13 Ağustos 2013 Salı

2013-2014 Galatasaray Kadro Yapılanması ve Oyun Planı

   

     Yabancı sınırlamasındaki değişiklikten sonra tribünde yabancı oturtmak istemeyen ancak Culio'yu göndermesine rağmen hala tribünde oturabilecek maximum sayıda yabancısı Galatasaray'ın yabancı transferi yapması sürpriz olur. Özellikle Riera ve Elmander gibi şu anda aldıkları paraları başka yerde bulamayacaklarını bilen futbolcular da takımdan ayrılmayacağına göre transfer dönemi, gelecek futbolcular bakımından Galatasaray için kapanmışa benziyor. Bundan sonra transfer yapılırsa da muhtemelen yerli ve genç isimler olacaktır.Bu durumda Galatasaray'ın geniş kadrosunu ve lig için oluşabilecek 18 kişilik kadrolara bir göz atalım.

       Bilindiği gibi sahada ve kenarda toplamda sadece altı yabancının yer alacak olması, Fatih Terim'i bu altı futbolcunun seçiminde zorlayacacaktır. Kadrodaki yabancılara bakıldığında hepsinin vazgeçilmesi zor isimler olduğunu görüyoruz. Bu durumda isime bakılmaksızın en formda olan altı kişi seçilecektir. Fatih Terim'in bunu son oynanan süper kupa maçında Amrabat'ı oynatabilmek için yeni transfer Chedjou'yu kesip yerine Gökhan Zan'ı oynatarak yapabileceğini gördük.

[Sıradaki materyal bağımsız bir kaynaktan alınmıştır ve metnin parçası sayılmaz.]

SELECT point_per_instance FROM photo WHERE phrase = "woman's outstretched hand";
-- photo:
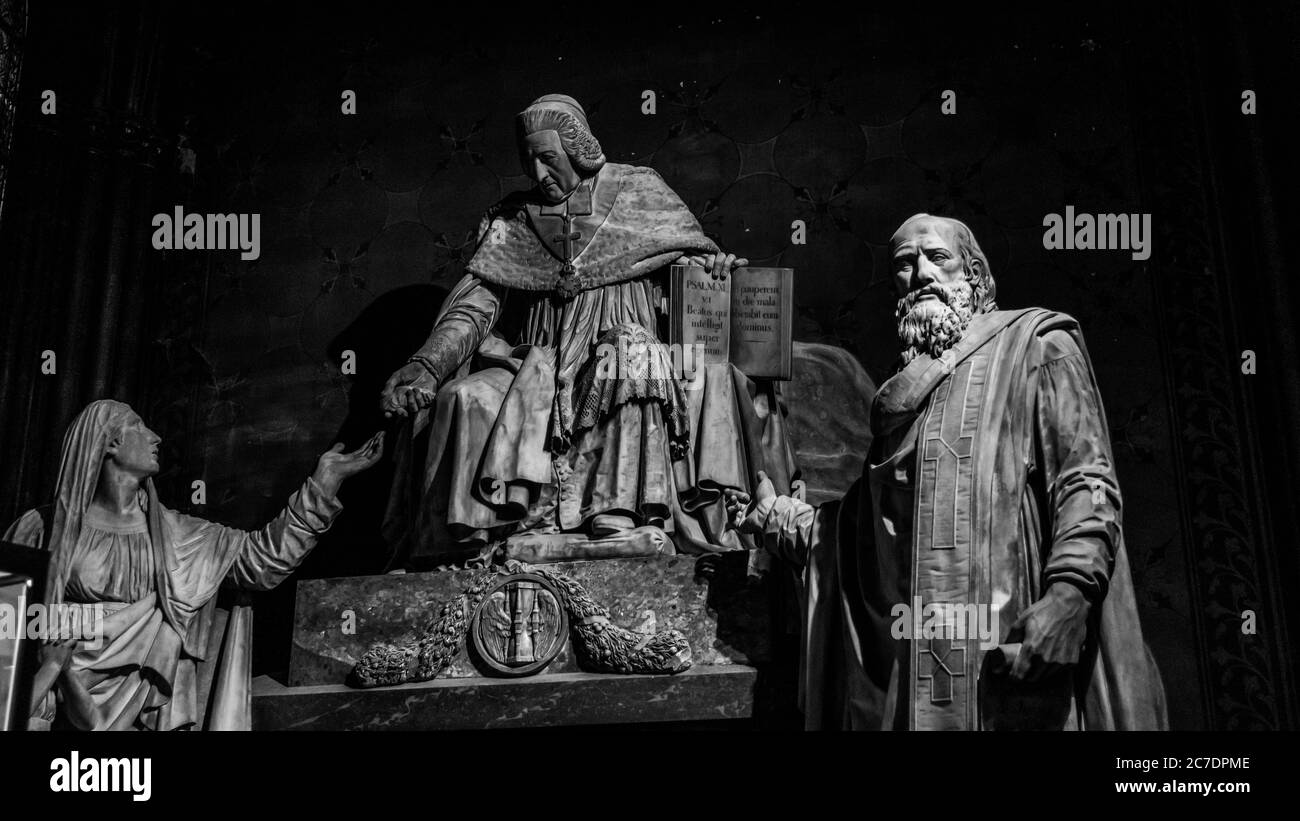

       Süper Kupa maçında gördük ki yabancı olarak; Muslera, Melo, Sneijder ve Drogba'nın takımdaki yerleri garanti, diğer iki isim için ise Amrabat, Chedjou, Eboue, Riera, Dany ve Elmander arasında kıyasıya bir çekişme yaşanacaktır. Bu isimler arasında Dany'nin sezon başı hazırlığını talihsiz geçirmesi ve Elmander'in alternatiflerinin istim üstü isimler olması forma bulma şanslarını oldukça azaltıyor. Amrabat'a gelince istekli oyununa biraz beceri, biraz da son topları verimli kullanmayı katabilirse bence beşinci yabancı olmaya en yakın isim. Eboue fazlasıyla deneyimli ve yetenekli olmasına rağmen özellikle geçen seneden beri devam eden kırılgan yapısı ve ilk seneye göre düşen asistçi özelliği onu gözden düşürebilir. Riera ise belki de "çakma sol bek" oluşundan dolayı kadroda değişikliğe neden olabilecek en son yabancı. Ancak Riera'nın Şampiyonlar Ligi'nde, özellikle içeride oynayacağımız maçların tamamında forma bulabileceğini düşünüyorum.

       Chedjou'nun durumu ise diğerlerine göre oldukça farklı. Asqqqqlında takımda direk oynayacak bir isim olabilecekken, yabancı sınırının kurbanı olabilir. Chedjou, Amrabat yada Eboue'nin formsuz olduğu ya da Burak'ın eski günlerine döndüğü ilk hafta kadrodaki yerini alacaktır. Ligde Arena'da oynanacak maçlarda çift forvetli sistemle oynayacak takımda Amrabat'ın yerine Sneijder kaydırılıp, Chedjou'ya yer açılacaktır. Ceza veya sakatlıklar dışında yabancıların seçiminde büyük farklılıklar olabileceğini düşünmüyorum.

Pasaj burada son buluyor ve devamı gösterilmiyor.